Due to the active interaction with the tranSMART community, all of the above listed criteria were fulfilled and combined into a single robust platform. The tranSMART/Analyst platform integrates and analyzes genomic, transcriptomic, epigenetic, and phenotypic data within a single high-throughput system and processes large and complex experimental data sets from all major vendors and technology platforms. tranSMART is a fully translational data warehouse based on the open-source i2b2 platform (Informatics for Integrating Biology and the Bedside; http://www.i2b2.org) that offers the functionality to integrate patient outcomes and electronic medical records (EMRs) to help effectively mine data. Analyst has an integration with additional study management systems and ontologies, which ensures that the processed data conforms to established standards and the user can be sure to publish only curated data back into the tranSMART system, in a fast and highly scalable fashion, without the necessity to export the data to a different format first. Furthermore, additional collaborative improvements of the platform and integration of other translational/clinical platforms such as iRODS are planned and encouraged.

Conclusions

We propose a collaborative approach to tackle the data integration and analytics challenge found within translational research. We have demonstrated that this approach could lead to a powerful platform by implementing a technical integration of tranSMART with Genedata Analyst. The tranSMART/Analyst platform provides a unified solution that integrates big data analytics capabilities with translational research data management and empowers scientists to efficiently analyze high-dimensional omics data based on subsets of clinical variables. This setup significantly reduces time and cost for data analysis and helps to understand the complexity and dynamics of biological processes without the need to reduce this complexity to artificial levels that may be less meaningful. Overall, the tranSMART/Analyst platform supports a richer analysis of bio-molecular profiling data, enables efficient cross-study data analysis, and integrates technology-specific data preprocessing and quality control capabilities.

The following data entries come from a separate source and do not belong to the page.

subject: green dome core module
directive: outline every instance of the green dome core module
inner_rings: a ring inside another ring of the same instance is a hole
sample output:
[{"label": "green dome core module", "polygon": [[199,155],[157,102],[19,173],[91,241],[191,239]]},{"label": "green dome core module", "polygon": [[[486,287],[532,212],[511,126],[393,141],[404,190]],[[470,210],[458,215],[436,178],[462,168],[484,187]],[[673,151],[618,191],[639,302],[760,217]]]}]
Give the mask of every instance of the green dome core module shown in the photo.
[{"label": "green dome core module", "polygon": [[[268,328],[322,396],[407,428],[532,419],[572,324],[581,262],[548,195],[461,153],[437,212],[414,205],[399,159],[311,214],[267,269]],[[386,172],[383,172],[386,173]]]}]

Those features eliminate error-prone manual data handling and data transformation processes and foster collaboration among global research teams by providing standardized analysis workflows. Ultimately, such a platform supports the scientific community's need to share data, collaborate to improve diagnostics, and to discover more effective treatments for patients suffering from complex diseases.

Conflict of interest

This article reflects the author's assessment of the field of big data analytics in translational medicine. A.S., T.R., and J.H. are employees of Genedata, one of several companies developing enterprise solutions for data analytics that streamline translational R&D workflows.